The lower court determined that the plaintiffs below presented a sufficient showing of interest to warrant the holding of an election to determine the bargaining agent of the clerical employees below the position of chief clerk. Some 330 employees in a group of approximately 800 presented authorization cards indicating a desire to affiliate with OAPSE. It appears to me that a showing of this magnitude, combined with the representation that only 133 clerks are currently enrolled in Local 47, constitutes evidence that the continued representation of the total group by Local 47 is not necessarily responsive to the interests of the clerical employees.

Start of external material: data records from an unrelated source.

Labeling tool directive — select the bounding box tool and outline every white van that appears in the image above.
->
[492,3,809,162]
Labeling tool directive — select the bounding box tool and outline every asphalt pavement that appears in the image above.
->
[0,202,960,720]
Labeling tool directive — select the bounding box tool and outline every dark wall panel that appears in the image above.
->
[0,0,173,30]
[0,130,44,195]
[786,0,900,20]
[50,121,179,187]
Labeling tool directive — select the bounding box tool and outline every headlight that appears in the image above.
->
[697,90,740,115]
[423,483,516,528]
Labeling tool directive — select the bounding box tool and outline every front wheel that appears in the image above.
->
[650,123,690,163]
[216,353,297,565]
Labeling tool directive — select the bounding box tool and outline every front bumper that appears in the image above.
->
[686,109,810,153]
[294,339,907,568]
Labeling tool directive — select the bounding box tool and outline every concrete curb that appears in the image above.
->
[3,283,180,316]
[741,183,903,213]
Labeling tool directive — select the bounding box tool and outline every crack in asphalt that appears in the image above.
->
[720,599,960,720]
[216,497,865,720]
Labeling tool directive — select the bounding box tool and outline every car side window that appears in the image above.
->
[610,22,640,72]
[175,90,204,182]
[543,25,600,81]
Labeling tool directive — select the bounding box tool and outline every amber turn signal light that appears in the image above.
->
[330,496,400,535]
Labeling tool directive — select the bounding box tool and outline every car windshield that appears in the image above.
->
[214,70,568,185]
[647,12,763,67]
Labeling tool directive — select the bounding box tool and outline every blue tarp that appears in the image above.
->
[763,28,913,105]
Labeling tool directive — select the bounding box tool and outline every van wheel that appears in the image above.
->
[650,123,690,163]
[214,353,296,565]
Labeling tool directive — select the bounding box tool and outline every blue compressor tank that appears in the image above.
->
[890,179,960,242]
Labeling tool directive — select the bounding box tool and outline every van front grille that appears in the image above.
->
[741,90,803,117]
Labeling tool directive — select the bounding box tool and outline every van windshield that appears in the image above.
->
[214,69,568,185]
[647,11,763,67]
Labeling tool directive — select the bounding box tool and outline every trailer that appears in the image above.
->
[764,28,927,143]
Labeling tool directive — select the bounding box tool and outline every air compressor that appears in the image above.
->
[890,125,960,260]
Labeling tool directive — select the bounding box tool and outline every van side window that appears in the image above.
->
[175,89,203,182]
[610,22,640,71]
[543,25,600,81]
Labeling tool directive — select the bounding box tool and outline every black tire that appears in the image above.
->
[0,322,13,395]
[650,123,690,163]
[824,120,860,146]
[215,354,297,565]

The action of the trial court in ordering an election under these circumstances appears, therefore, to accord with the broad equitable determination emphasized in the Akron case *Page 107 by the Ohio Supreme Court. Parties who voluntarily agree to contract under the circumstances of the somewhat inchoate legal principles presently in effect in this area of Ohio law should be given the privilege of choosing freely their bargaining representatives.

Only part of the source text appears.